22/ Flexibility (1): We are encouraging everyone to be flexible on every dimension - faculty to students, students to faculty, our colleagues to each other. We are in extraordinary times, trying new things and navigating new approaches. Not everything is going to work. It is OK
22/ Flexibility (2): We should also expect that many will be under psychological pressure during this time. There is a lot of scary news, there are parents and children to take care of. It can be stressful. Everyone should try to be extra-understanding and *kind* during now
23/ Medium-Term Prediction: Our planning assumption is that it is difficult to predict when we can return to 'normal' operations and it is a bit of a waste of energy. Right now we are operating in this model so we should do our best and if COVID19 disappears quickly, great!
24/ Digital Transformation (1): The term is a buzzword cliche, but there is a serious point here. Most of our prep measures are "good things to do anyway", but just never happen in day-to-day operations.
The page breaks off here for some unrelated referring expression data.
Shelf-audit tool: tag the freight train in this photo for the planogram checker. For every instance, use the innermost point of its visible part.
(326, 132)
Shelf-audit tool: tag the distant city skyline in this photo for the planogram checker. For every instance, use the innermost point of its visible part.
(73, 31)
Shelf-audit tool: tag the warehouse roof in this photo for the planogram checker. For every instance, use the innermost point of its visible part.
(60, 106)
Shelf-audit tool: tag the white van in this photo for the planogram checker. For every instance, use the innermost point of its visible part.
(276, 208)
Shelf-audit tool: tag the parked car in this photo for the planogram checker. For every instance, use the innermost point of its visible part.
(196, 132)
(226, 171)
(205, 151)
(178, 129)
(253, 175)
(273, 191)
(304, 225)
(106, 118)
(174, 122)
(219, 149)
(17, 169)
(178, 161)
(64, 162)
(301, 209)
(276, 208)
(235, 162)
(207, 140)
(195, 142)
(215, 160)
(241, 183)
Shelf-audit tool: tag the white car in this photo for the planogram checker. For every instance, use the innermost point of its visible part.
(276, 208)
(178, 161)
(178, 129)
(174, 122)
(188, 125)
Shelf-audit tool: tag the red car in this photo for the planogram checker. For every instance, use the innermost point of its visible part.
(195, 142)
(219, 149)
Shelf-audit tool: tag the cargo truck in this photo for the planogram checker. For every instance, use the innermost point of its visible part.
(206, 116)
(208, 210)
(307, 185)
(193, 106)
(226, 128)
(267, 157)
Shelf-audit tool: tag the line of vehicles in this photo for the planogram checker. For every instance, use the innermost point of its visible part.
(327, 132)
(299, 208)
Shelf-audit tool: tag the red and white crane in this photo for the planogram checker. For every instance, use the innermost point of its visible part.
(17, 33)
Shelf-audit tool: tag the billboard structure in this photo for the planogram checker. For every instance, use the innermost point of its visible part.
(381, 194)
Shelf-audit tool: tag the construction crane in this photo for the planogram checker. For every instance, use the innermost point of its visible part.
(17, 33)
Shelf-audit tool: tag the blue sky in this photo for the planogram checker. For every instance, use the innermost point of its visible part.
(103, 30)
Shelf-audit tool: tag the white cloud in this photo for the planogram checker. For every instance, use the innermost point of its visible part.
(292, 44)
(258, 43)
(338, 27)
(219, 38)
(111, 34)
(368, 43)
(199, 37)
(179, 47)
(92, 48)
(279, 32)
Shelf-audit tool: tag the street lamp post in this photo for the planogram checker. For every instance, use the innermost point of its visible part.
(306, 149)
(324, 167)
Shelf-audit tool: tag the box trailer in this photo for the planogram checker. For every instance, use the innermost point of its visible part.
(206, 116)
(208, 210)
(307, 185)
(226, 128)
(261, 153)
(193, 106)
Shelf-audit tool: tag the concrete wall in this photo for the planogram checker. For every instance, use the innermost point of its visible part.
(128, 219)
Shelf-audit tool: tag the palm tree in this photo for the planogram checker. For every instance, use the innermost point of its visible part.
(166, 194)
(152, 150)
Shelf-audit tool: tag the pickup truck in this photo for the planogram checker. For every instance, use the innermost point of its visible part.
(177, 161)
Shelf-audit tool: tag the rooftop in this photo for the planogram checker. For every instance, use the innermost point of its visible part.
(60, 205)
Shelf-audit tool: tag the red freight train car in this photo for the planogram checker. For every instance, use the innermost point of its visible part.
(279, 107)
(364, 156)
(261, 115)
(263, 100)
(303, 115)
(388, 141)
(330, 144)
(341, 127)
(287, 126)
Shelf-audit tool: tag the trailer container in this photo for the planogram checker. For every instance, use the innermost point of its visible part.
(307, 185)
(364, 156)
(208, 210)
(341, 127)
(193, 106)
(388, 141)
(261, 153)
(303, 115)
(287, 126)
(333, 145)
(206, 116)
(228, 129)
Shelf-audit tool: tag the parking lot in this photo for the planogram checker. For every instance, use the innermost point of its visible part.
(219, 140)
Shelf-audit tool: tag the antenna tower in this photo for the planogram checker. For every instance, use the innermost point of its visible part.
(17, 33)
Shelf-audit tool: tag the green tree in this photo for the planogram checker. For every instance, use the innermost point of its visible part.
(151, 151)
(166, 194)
We do not think of them as a burden, but improving the University faster.
25/ Digital Transformation (2): The world will not return to the same baseline after #COVID19. There will be more online learning, more remote working, more flexibility, more digitization. I credit @balajis for picking up this point faster than anyone. This is our future.
26/ Switching away from @UNIC_ENG, what are some generalizable concepts that other organizations in Cyprus and elsewhere can adopt during this epidemic?
1) Every effort counts, potentially a lot
2) You can move faster than the government
3) It is less scary than it seems
27/ Every Effort Counts (1): I have seem some people and politicians veer from "it is no big deal, no need to do anything" to a fatalistic "everyone is going to get #COVID19, too late to do anything".

Both views are 100% wrong. Every incremental step helps, on every dimension
28/ Every Effort Counts (2): Every steps helps in the immediate case (someone might not get infected/sick) and also in the Butterfly Effect case. We will never know if an infection that did not happen would have infected thousands of other people.
29/ Every Effort Counts (3): The public health approach here should be to delay infections. New treatments and vaccines will emerge over time, we reduce the burden on hospitals, healthcare workers and other patients and even recovered patients appear to have lasting damage
30/ Every Effort Counts (4): "One death is a tragedy, one million deaths is a statistic" is another cognitive bias. One death is still a tragedy. If you would have taken big steps to avoid an avoidable death one month ago, you should take the same steps today.
31/ Don't Wait For Government (1): Governments mostly react behind the curve on exponential topics like pandemics and have political pressure and have to take into account all organizations in the country - the lowest common denominator effect.
32/ Don't Wait For Government (2): There is no rule that says an organization can't take steps ahead of the government. In fact, they should. A government directive is the minimum one should do. So go forward and take steps today. You can make a difference in your country!
33 / Don't Wait For Government (3): The math of exponential topics is completely non-intuitive and every day matters a lot. There are some analyses that show that under certain parameters, even 1 day delay can cause a 40% increase in total cases/deaths. Act early!
34/ It Is Not Scary: In many organizations, you will find that these measures will be *easier* than you think. Try them - there is only upside for your organization and community.

Good luck, stay safe, socially distance, be kind and keep moving forward.